It all counts

I hadn’t gone home that particular Sunday afternoon. There had been some event that had lasted so long that it made the journey home and back again for the evening service rather pointless.

So at some point in the afternoon I took a walk to McDonald’s for a coffee. You can see that my tastes are very refined.

As I was on my way back, fully armed with a latte, my eye caught sight of something that looked like a set of goal posts. They were situated on a piece of what looked like waste ground on the corner of two roads. The site was shielded by sheets of corrugated iron at one side and by huge advertising hoardings on the other.

I was too intrigued to walk by without attempting a closer look. Sure enough, behind the screening was an old, dilapidated football pitch. The pitch itself was slightly raised, with steps up to it. Apart from the decaying goal posts, the site was all but derelict, a relic to the time before virtual reality games and cable television.

As I walked away, I looked up at the advertising hoardings. Of all the things, they happened to be advertising football on television, under the slogan “Every Goal Counts”. Somehow it seemed deeply ironic that a football pitch that had all the hallmarks of years of neglect should be used as a platform to advertise the apparent importance of the beautiful game.

What the advertising slogan really meant was “Every goal scored by a player in a top league that is covered on television and funded by hundreds of millions of pounds counts”. In other words, it’s the big stage that matters.

When it comes to the mission of the church, we can be fooled by the notion that it is only what happens on the big stage that matters. It is only what the super gifted, the ministry equivalent of premier league players, do that counts. That is simply untrue.

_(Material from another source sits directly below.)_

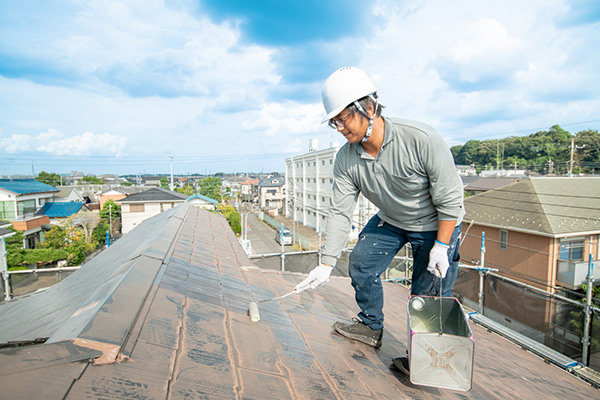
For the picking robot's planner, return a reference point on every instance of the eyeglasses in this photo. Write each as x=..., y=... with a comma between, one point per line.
x=339, y=123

Of course, God does raise up people who bring vision and direction and instruction. The church, both today and throughout its history, has been blessed by such people. However, what really makes the difference where you and I are, is what we do. What we pray. What we say. Churches that give themselves to consistent outreach where they are, are every bit as crucial to the mission of God as churches that are famous throughout the Christian world.

One of the letters to the seven churches was a letter to the church in Philadelphia. The church in Philadelphia had “little strength” but it had been faithful (Revelation 2.8). Yet it is to this church that the Lord promises an open door (v.8), a turn around of their enemies (v.9) and protection during a time of trial for the world (v.10).

Faithfully serving God on the stage of everyday life is right at the heart of the Christian faith. Keeping going, whether we feel what we are doing is significant or not, is of great importance because all our service is significant. It all counts.

Coming back to my Sunday afternoon experience at an abandoned football ground, I couldn’t help but wonder how long football could prosper in more wealthy surroundings without prospering at street corners. Who knows? One thing is certain though, the progress of the mission of the church relies every bit as much on it flourishing at the street corner as on the big stage.


2 thoughts on “It all counts

  1. an encouraging word I needed to hear when you feel like you’re going at it on your own (you\re not) when no-one’s really behind you (a lie) with results that feel hard to sustain (only if you work at it in your own strength). I love reading your words in tandem with Jesus words: “I will build my church”. “I”. HE will, not us. We co-labour but ultimately with walk hand-in-hand with the Builder!